Dans sa récente contribution lors du symposium re:publica 2016, Sarah T. Roberts soulignait les risques pour la santé mentale (et plus en générale pour la santé au travail) des métiers du secteur du numérique. En particulier, la chercheuse de UCLA se penchait sur la modération de contenus violents ou choquants par des travailleurs de l’ombre, mal payés et souvent dans des situations de précarité. Rentrer chez soi après avoir assisté à des scènes de guerre, de haine, d’abus – et ne pas pouvoir en parler à cause des clauses de confidentialité de son contrat de travail – peut en effet avoir des conséquences néfastes sur la vie de ces travailleurs.
[One worker] indicated to me that although it he was “trained” so to speak to leave the material that he saw on the job and just sort of tap out psychologically and mentally when he left, it was really difficult for him to do that. And in fact he found himself going home and ruminating about the things that he had seen at work.
[Sarah T Roberts, Behind the Screen: The People and Politics of Commercial Content Moderation]

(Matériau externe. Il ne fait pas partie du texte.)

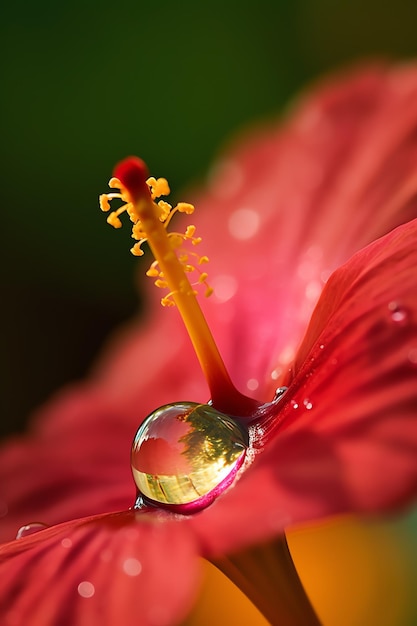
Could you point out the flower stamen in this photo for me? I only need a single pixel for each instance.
(173, 262)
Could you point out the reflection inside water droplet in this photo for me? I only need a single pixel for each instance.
(30, 529)
(185, 454)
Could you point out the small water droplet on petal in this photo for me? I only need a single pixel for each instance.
(86, 589)
(279, 393)
(252, 384)
(398, 314)
(30, 529)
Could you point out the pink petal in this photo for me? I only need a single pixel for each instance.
(126, 568)
(345, 439)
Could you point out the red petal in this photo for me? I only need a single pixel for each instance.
(345, 439)
(126, 568)
(297, 201)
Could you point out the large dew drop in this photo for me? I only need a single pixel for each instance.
(185, 454)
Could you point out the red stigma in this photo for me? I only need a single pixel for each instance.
(133, 174)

D’où la question : quid des ceux et celles qui ne se limitent pas à modérer la haine, mais dont le métier consiste à produire des messages racistes, dégradants pour femmes et minorités, promouvant la violence et l’exclusion ? Un exemple, parmi d’autres : les tweets de Donald Trump. Plusieurs personnes ont récemment avancé des doutes sur l’équilibre mental du candidat républicain étasunien. La question que nous pouvons poser ici est plutôt comment vivent leur vie professionnelle et personnelle les responsables de la communication de M. Trump ?
Pour répondre à cette question il faudra s’adonner à un petit exercice de mise en visibilité du travail numérique de l’ombre. Par exemple, via cette analyse fort intéressante publiée par David Robinson, le data scientist de Stack Overflow. Elle réalise une comparaison entre les tweets du staff de Donald Trump vs ceux émanant, tel un miasme impur, du monsieur lui-même.

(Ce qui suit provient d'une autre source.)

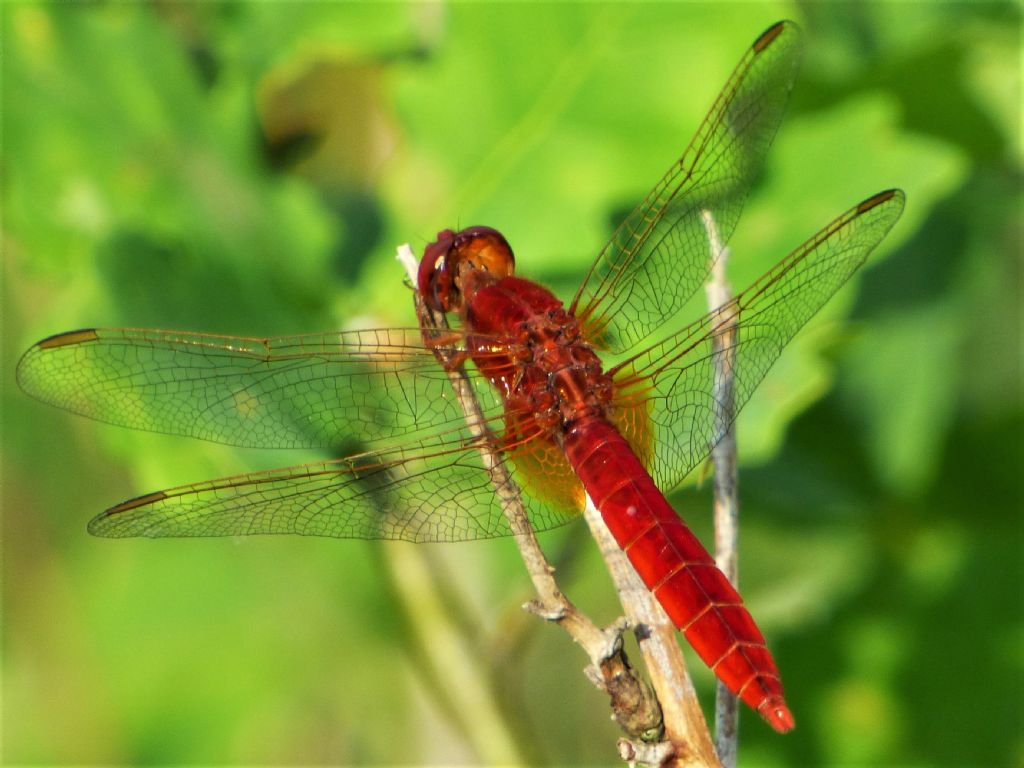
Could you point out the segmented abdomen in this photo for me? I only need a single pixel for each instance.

Résumé des résultats principaux :
1) Les tweets des CM de Trump sont envoyés à partir d’un iPhone (Trump tweete depuis Android).
2) Les tweets du staff de Donald Trump sont en général plus positifs niveau sentiment analsys (jusqu’à 80% moins de mots liés à dégoût, tristesse, peur, rage).
3) Les tweets du staff de Trump ont plus de chances de contenir des liens, des photos, des hashtags.
4) Les tweets du staff de Donald Trump se concentrent entre 9h et 20h (ce qui nous en dit beaucoup sur les rythmes de travail de ces responsables comm’).
5) La nécessité d’imiter le style de Trump, renforce l’uniformité des tweets et la structure métrique caractéristique des ”Trump haikus”.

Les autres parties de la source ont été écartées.